Questa nuova produzione vede alla regia un premio oscar del cinema e del teatro: Dante Ferretti, che ha firmato anche la scenografia ed i costumi. Partiamo subito col dire che il Maestro ha cambiato l’epoca della vicenda, trasportandola dal 1700 agli anni ’30; i puristi dell’opera potrebbero non essere d’accordo con questa scelta ma, a mio parere, nel caso di questa opera la trasposizione temporale è più che fattibile poiché nel libretto non viene fatto alcun accenno a vicende storiche o termini dell’epoca: è solamente una tormentata storia d’amore che non avrà un lieto fine. Ferretti ha saputo rendere la passione e la follia del protagonista che poi è il fulcro della vicenda.

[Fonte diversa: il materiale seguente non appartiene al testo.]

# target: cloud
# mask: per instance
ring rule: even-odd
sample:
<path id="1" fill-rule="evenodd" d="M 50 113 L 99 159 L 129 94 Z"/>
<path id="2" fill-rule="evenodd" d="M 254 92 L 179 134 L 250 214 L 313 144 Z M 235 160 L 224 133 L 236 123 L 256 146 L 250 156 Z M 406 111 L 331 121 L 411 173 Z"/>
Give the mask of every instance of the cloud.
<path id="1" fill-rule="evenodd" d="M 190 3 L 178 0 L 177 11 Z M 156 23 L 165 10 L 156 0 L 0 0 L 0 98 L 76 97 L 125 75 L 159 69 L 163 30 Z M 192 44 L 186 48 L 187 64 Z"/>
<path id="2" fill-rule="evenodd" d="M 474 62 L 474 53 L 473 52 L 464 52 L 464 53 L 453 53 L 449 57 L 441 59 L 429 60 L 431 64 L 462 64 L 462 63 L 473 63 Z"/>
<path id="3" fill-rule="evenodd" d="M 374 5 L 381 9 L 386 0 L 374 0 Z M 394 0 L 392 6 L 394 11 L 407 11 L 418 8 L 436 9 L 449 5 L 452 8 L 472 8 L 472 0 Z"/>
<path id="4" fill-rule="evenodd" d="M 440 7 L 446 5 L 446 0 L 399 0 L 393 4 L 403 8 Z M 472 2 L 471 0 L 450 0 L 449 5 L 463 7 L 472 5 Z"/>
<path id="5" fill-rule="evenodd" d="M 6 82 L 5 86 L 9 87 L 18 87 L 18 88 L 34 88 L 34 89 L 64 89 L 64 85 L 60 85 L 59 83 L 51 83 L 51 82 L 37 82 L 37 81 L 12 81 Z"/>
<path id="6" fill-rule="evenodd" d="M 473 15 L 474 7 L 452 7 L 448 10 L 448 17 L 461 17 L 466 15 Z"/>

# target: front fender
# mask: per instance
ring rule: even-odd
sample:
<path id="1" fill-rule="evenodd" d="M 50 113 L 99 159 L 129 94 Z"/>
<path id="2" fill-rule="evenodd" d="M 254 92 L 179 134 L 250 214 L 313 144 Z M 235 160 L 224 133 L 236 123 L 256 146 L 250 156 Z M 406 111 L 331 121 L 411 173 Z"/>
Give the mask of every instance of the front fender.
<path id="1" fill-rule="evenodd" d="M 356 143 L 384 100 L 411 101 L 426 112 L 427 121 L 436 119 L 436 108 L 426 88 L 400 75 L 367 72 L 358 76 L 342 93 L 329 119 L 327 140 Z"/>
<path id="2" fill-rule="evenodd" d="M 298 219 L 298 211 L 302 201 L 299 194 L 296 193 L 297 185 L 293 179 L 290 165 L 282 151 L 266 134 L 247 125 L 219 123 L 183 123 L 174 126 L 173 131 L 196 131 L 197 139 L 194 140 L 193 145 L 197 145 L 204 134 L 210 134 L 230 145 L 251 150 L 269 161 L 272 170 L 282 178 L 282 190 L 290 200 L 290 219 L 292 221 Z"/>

Questa passione che va pian piano a “rompersi” la ritroviamo soprattutto nella bellissima scenografia che invade il palcoscenico: il primo atto si apre con una scena maestosa dove tutto è perfetto,  come anche il secondo e terzo atto che rappresentano rispettivamente la piazza con la chiesa e la casa di Charlotte. Si arriva infine al quarto atto che rappresenta la “caduta” di Werther, ambientato in un garage con in scena solamente un’automobile degli anni ‘30, dove il protagonista si uccide da solo lontano da tutto e da tutti. Tutte le scenografie sono state rese ancora più belle dal magistrale uso delle luci di Daniele Nannuzzi, specialmente nel primo atto in cui si passa molto lentamente dal giorno alla notte.


Ottima la direzione di Donato Renzetti, che ha guidato l’orchestra del Teatro in modo impeccabile, soprattutto nei brani strumentali: il preludio iniziale emozionante, fino ad arrivare ad un intermezzo straziante che precede il tragico finale. Da sottolineare  nel finale dell’opera, la fondamentale contrapposizione tra il dolore di Werther che sente avvicinarsi la fine e la felicità del coro delle voci bianche che intona con gioia canti natalizi.
Perfetti anche i cantanti, applauditi molte volte a scena aperta,  che hanno dato il massimo chi per il timbro vocale, chi per presenza scenica: Jean-Francois Borras (Werther), Jerome Boutillier (Albert), Armando Gabba (il Borgomastro), Roberto Covatta (Schmidt), Marco Camastra (Johann), Caterina Piva (Charlotte), Helen Carpentier (Sophie), Emilio Cesar Leonelli (Bruhlmann) e Daniela Aloisi (Katchen).